There is a need for more treatment options for hereditary cancer, and the need is dire for women with metastatic hereditary breast cancer who make up a small subset of the larger breast cancer population. To better understand advanced hereditary breast cancer and to advocate for more research and better treatment options, FORCE conducted a survey for women who have received a diagnosis of metastatic hereditary breast cancer. This survey is still open to women who:
- have a BRCA mutation or breast cancer runs in their family
- have been diagnosed with stage IV (metastatic) breast cancer
As part of the hereditary cancer research updates session at our conference I presented findings from this ongoing survey. Below is a summary of my presentation of preliminary survey findings. We are actively working with researchers to further evaluate the results and help determine the next steps for research.
Conference presentation excerpts
We first introduced the importance of our community setting a hereditary cancer research agenda at our 2008 annual conference. One brave participant came up to the floor microphone during the hereditary cancer research panel and said the following:
“My name is Caryn Rosenberg and I’m 47 years old. Please pardon my nervousness but I feel like I am literally begging for my life. I am BRCA1 positive when I was originally diagnosed it was stage II…cured.
And I am now, as of last year, in stage 4. When I tell people that, their eyes glaze over….’Next. We can’t help you.’
I am a daughter of a holocaust survivor so survivorship comes to me in my DNA. And I know that there are thousands of women like me that are looking for treatment in our stage 4 that will keep us alive, chronic if you will, until a cure can be found.
What I’m finding about most of the medical community is that once they diagnosis stage 4 they want to step on by you and get to the next person that they can help. So…It’s not so much a question as much as an invitation or kind of a demand. I’m out here on the skinny branches with a form of cancer that doesn’t have much research on it, and I am calling to you, I’m begging you to do what you can so that I can live a longer life so I can make a difference. I don’t know what that takes. I’m willing to help however I can.”

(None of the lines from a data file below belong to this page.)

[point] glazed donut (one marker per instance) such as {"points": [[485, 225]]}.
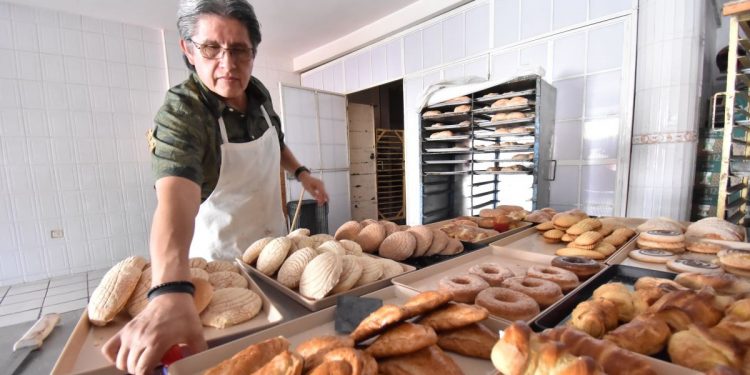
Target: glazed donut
{"points": [[507, 303], [565, 279], [582, 267], [544, 292], [492, 273], [463, 288]]}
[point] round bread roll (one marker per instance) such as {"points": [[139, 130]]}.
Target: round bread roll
{"points": [[291, 270], [398, 246], [372, 270], [300, 232], [253, 251], [423, 235], [332, 246], [351, 247], [273, 255], [439, 242], [320, 275], [351, 271], [348, 230], [390, 227], [226, 279], [370, 237], [231, 306]]}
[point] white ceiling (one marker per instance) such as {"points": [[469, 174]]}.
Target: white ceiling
{"points": [[290, 28]]}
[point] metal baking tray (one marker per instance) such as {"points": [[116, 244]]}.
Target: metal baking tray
{"points": [[505, 95], [318, 324], [314, 305], [82, 353]]}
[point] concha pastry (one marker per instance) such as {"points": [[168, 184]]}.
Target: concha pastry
{"points": [[391, 268], [273, 255], [370, 237], [231, 306], [372, 270], [348, 230], [300, 232], [226, 279], [332, 246], [320, 238], [197, 273], [320, 275], [439, 242], [198, 263], [291, 271], [390, 227], [253, 251], [423, 235], [301, 242], [221, 265], [351, 247], [351, 271], [398, 246]]}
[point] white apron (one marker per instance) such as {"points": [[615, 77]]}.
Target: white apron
{"points": [[246, 203]]}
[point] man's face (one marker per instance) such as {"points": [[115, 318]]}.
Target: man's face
{"points": [[228, 73]]}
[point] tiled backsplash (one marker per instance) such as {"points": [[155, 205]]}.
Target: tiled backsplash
{"points": [[78, 95]]}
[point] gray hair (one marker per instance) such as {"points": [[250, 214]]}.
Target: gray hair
{"points": [[191, 10]]}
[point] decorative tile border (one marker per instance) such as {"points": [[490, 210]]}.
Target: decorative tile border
{"points": [[678, 137]]}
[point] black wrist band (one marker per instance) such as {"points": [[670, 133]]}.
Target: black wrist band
{"points": [[299, 171], [171, 287]]}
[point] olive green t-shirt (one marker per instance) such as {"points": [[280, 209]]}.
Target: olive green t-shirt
{"points": [[186, 138]]}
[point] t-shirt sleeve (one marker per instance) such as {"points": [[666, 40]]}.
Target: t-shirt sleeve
{"points": [[178, 143]]}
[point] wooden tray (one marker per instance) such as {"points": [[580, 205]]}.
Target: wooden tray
{"points": [[517, 261], [82, 353], [316, 324], [315, 305]]}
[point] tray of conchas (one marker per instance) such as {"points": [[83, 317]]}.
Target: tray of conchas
{"points": [[391, 331], [315, 269], [510, 285], [572, 233], [694, 320], [230, 303], [710, 245]]}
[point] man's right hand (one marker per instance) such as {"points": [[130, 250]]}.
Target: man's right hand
{"points": [[168, 320]]}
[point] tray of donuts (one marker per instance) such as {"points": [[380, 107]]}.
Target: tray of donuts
{"points": [[697, 321], [395, 331], [314, 270], [573, 233], [230, 303], [511, 286], [710, 245]]}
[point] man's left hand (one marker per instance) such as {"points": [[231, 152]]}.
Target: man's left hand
{"points": [[314, 186]]}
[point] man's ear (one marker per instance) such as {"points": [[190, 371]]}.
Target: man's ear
{"points": [[187, 50]]}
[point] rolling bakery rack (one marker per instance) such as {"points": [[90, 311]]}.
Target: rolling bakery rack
{"points": [[485, 161]]}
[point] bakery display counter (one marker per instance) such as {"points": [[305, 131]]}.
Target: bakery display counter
{"points": [[322, 323], [82, 353]]}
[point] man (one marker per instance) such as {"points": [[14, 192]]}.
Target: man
{"points": [[216, 141]]}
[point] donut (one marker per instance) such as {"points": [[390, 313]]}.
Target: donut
{"points": [[565, 279], [508, 304], [544, 292], [492, 273], [464, 288], [582, 267]]}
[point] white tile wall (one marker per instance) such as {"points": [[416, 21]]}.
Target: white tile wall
{"points": [[67, 82]]}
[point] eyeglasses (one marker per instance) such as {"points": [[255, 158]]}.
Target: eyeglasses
{"points": [[213, 51]]}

Caryn’s eloquent comments were made three years ago. And yet, despite pretty early promising results for some breast cancer drugs, instead of more options we have fewer! The FDA is trying to take away the breast cancer indication for Avastin. We are not much further along than we were three years ago on PARP inhibitor research with no FDA approval yet which means the drug is unavailable outside of the research setting. There is no “compassionate use” availability of any PARP inhibitor. Sadly, I know that Caryn never had the opportunity to benefit from PARP inhibitors because she did not qualify for any of the studies. This MUST change! Caryn died in December 2010--last year. Caryn, is no longer here to speak out for our community. So we must speak out for her and others. It is for Caryn and other members of our community battling stage IV disease that we developed this survey to give them a voice and hope.
Our metastatic community often feels like a forgotten group. Although PARP inhibitor research has been promising we still do not have any large registration clinical trials that we lead us to FDA approval soon. So our “met-her” community is literally out on the skinny branches. We conducted the following survey to learn more about our metastatic community and to include their input in our research priorities. Among the interesting findings:
We asked people: “What was your initial stage of diagnosis?”

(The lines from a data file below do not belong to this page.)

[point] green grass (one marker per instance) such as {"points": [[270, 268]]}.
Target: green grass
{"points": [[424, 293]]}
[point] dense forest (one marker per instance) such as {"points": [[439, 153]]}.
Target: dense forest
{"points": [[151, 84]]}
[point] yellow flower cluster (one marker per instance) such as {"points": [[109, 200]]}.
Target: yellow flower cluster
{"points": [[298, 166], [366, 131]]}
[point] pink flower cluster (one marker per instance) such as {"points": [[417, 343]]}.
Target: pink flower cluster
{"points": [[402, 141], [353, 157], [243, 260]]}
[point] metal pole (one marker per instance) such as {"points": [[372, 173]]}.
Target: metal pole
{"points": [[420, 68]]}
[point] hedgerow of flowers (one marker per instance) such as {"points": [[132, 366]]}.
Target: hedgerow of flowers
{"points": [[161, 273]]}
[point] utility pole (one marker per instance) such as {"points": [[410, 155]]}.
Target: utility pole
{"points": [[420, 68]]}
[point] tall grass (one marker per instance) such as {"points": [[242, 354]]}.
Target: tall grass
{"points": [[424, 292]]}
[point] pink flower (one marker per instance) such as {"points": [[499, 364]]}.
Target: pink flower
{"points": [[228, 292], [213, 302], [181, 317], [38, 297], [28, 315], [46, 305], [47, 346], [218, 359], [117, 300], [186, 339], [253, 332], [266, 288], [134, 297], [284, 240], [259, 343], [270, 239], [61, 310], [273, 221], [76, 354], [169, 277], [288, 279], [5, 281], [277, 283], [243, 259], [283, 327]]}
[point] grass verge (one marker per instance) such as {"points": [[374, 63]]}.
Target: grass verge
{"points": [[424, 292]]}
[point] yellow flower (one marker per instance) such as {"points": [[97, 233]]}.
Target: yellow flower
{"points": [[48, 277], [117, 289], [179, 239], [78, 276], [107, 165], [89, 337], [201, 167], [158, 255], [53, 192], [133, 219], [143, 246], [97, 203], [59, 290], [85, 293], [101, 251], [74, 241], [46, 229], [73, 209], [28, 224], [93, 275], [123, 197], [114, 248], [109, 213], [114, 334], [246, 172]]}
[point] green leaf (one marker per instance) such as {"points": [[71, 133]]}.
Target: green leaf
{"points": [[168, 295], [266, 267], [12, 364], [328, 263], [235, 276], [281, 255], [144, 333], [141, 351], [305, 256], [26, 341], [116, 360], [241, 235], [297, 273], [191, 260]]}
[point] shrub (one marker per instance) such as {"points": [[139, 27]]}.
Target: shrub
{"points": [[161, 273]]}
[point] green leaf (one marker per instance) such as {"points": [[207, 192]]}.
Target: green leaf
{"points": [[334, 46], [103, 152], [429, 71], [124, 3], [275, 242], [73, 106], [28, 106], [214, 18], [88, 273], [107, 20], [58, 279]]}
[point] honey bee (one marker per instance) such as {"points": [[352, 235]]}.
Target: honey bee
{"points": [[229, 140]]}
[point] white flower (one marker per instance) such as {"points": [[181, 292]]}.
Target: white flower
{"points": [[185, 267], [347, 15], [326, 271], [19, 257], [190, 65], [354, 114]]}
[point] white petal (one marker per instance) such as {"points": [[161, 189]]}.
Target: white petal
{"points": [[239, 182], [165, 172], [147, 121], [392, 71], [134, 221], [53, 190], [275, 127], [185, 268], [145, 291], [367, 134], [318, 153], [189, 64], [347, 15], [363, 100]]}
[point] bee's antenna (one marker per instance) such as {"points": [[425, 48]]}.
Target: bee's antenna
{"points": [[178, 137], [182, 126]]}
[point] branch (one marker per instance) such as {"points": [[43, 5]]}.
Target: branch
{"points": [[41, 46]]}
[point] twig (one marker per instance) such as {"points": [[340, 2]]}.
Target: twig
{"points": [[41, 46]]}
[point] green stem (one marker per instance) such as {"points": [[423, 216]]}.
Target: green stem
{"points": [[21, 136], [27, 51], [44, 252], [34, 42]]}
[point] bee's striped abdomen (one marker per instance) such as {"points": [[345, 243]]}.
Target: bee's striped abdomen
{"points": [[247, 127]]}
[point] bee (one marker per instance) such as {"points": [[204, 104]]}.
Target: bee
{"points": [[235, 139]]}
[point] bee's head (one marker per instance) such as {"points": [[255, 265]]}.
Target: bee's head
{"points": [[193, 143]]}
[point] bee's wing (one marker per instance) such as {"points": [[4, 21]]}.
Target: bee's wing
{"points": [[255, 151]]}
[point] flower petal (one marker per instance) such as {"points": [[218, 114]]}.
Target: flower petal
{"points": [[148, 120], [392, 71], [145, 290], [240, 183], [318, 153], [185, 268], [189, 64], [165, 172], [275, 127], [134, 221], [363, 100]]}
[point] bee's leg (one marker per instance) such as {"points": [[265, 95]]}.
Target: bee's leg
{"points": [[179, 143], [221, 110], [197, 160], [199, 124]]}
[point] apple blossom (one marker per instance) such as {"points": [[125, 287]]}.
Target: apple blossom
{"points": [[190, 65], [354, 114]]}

Shockingly 21% were first diagnosed with stage 0 or I before their recurrence, which are very early stages. At a point when some groups are calling for LESS treatment for early stage breast cancer (particularly DCIS) this is an alarming number.
And 24% were first diagnosed at stage IV, so early detection is not picking up all of our cancers. Also surprising is the fact that more people who were ER+ than triple negative and more women who are BRCA 2 than BRCA 1 indicated that they were first diagnosed at stage IV.
The age range for diagnosis with metastatic breast cancer was 28 – 68 with a mean age of 47.
For each medication that you have taken since being diagnosed with metastatic breast cancer, please indicate whether or not your oncologist feels the cancer responded to the treatment
When we asked about response to specific treatments, carboplatin, a chemotherapy that is widely used with ovarian cancer but not used as frequently with breast cancer had one of the most favorable profiles. Researchers have proposed that carboplatin and other platinum-based chemotherapies might work preferentially for cancers in people with BRCA mutations. Interesting is that Bevacizumab (Avastin) appeared to perform as well as or better than other agents that have FDA approval for metastatic breast cancer.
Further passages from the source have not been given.